Filed under Internet, security

4 responses to “Five Minute Security Tip That Will Increase Your Computer’s Safety: Automatic Updates

  1. Hi Paul,

    You’ve described a long standing security problem with a default Windows installation, and your solution is spot on. This is a “must do”.

    Windows 7 is a little different, inasmuch as the “real” admin account is actually hidden. Yes, an admin account is shown, but this is actually not the “real” admin account.

    Win 7 users will notice, that despite the fact they are signed in as the admin, there are certain files and folders where access is not permitted.

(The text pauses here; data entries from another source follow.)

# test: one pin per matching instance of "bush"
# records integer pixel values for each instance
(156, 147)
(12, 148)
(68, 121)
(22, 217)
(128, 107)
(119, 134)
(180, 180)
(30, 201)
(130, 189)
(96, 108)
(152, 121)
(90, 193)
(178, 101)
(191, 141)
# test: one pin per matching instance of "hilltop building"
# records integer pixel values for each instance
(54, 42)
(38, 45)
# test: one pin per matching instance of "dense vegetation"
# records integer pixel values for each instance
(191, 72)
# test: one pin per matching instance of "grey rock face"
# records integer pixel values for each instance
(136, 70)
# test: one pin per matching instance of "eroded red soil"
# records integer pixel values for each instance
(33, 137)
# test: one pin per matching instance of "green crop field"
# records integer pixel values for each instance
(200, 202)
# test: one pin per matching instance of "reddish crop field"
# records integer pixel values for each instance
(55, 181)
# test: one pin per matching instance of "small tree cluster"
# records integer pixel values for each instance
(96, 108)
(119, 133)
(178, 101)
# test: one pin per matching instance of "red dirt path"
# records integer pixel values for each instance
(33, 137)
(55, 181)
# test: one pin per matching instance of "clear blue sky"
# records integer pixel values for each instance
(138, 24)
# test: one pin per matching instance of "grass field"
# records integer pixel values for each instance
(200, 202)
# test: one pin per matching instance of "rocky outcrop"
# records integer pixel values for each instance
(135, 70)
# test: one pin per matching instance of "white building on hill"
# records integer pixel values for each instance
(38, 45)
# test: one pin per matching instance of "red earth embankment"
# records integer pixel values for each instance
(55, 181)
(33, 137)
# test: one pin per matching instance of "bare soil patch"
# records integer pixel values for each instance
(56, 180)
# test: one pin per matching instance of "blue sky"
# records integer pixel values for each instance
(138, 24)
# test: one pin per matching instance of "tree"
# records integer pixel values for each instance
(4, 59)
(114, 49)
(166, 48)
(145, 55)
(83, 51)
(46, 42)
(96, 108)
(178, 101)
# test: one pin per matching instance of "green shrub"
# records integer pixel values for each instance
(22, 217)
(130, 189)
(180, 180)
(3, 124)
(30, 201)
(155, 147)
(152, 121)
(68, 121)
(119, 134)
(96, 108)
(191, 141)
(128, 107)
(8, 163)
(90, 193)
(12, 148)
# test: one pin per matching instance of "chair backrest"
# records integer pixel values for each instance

    To overcome this limitation (not recommended), checkout – http://www.techrepublic.com/blog/window-on-windows/access-the-real-administrator-account-in-windows-7/3656

    Despite this extra security step in Win 7, your advice is relevant and should be followed.

    Best,

    Bill

    • Bill,
      Thanks for your comment. I knew as I was writing it that I’d get a comment from some of my tech professional viewers on just your point. However, I decided to not “muddy the waters” for the non-tech folks, which are plentiful among my viewers. But, of course, you’re absolutely right in your comment. I really appreciate your input.
      Best,
      Paul

  2. robert h

    Please give me a tip on exactly how to set up my firefox browser to only function with a newly created standard user account, thanks!

    • Robert,
      Thanks for the comment/question. I don’t know that Firefox has the capability to only function with a certain type of user account. Another way you could accomplish forcing the use of a standard user account rather than the administrator account is to put a password on the administrator account that only you know. Therefore, other users of your computer will have to use the standard user account for browsing or anything else. You can make the password change at the manage accounts screen in Windows 7. Hope this helps.